Home › Forums › 2015 International Workshop on Quantum Foundations › Retrocausal theories › Anthropic Explanation of Temporal Asymmetry in Everettian Quantum Mechanics
July 7, 2015 at 5:12 am #2508Richard CorryMember
Abstract. Our experience of the world is temporally asymmetric: coffee cools, glasses smash, people age and die, while the reverse processes never occur. One challenge for temporally symmetric theories, therefore, is to explain the asymmetry of experience. The usual solution is to posit special initial and/or final conditions for the universe. This solution, however, amounts to putting in the asymmetry by hand, and one may be left looking for a further explanation of the asymmetric boundary conditions. In this (still very rough) paper I explore another possible solution, namely that the asymmetry of experience can be explained anthropically, via an observer selection effect. In particular, such an explanation may be available in a purely symmetric version of the Everettian interpretation of quantum mechanics that makes use of the formalism of consistent histories.July 7, 2015 at 10:05 pm #2517Robert GriffithsParticipant
First. I think it only creates confusion to put consistent histories in the Everett/many worlds camp, since in one respect they are directly opposite, as I pointed out in my first paper in 1984. Quantum time development in consistent histories is stochastic; in the Everett approach it is deterministic. For a more recent perspective on consistent histories, see my presentation at this workshop.
Second, I would think that your anthropic argument works just as well in a classical world in which entropy is increasing. Quasiclassical frameworks are then useful in telling us that such arguments, whatever their validity, need not change if we believe the world is quantum mechanical, for classical mechanics is a quite adequate approximation to quantum theory in addressing questions of this sort.
Bob GriffithsJuly 8, 2015 at 4:42 am #2523Richard CorryMember
Dear Bob (if I may?)
Thanks for your comments.
With regard to your first point, I didn’t mean to put the consistent histories approach in the Everettian camp. I see them as two separate interpretations of the formalism of quantum mechanics. My point is, rather, that many Everettians make use of some of the concepts and formalism from the consistent histories approach.
With regard to the second point, I agree that an anthropic argument for temporal asymmetry is possible in a classical world in which entropy is increasing. Indeed this is the approach that Boltzmann took. His idea was that given enough time we should expect low entropy regions of the universe to form purely through random fluctuation away from equilibrium. We can then employee anthropic reasoning to explain why we find ourselves on the upward entropy slope of one of these low entropy regions. As is well known, however, this anthropic explanation fails: entropy fluctuations down to a minimum equal to the entropy of the world we see around us now are overwhelmingly more likely than entropy fluctuations whose minimum entropy is anything like what we believe to have been the case in the distant past.
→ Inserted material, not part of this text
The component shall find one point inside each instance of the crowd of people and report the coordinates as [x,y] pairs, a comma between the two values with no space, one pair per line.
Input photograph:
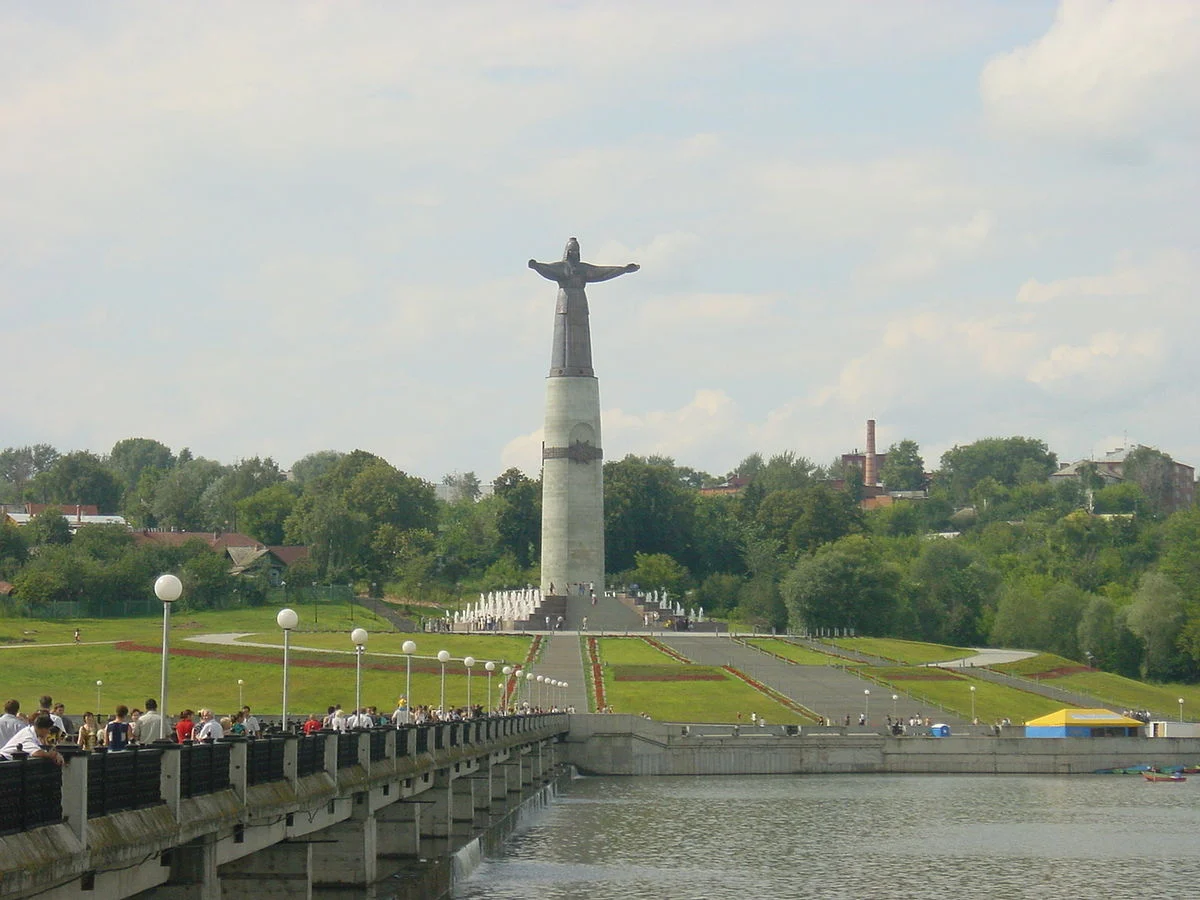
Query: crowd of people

The anthropic reasoning above, then, leads to the conclusion that it is overwhelmingly likely that the entropy fluctuation in which we exist bottomed out just moments ago, and all the records we appear to have of a lower entropy past are false. This conclusion is not only unwelcome, it is self-undermining since it takes away any justification for believing the theories we used to reach the conclusion.
The general lesson we can take away from this is that when providing an anthropic explanation it is not enough to show that some property X should be expected in some part of the cosmos and then use anthropic reasoning to explain why we find ourselves in such a place. The distribution of X must also be appropriate in some sense. In Boltzmann’s case the problem was that regions of sufficient low entropy were more likely to have false records of a lower entropy past than true. The anthropic explanation I am suggesting in the Everettian case does not appear to have this problem. While I still have trouble getting my head around the meaning of probabilities in EQM, there does not seem to be any suggestion that one set of consistent histories is “more probable” than another.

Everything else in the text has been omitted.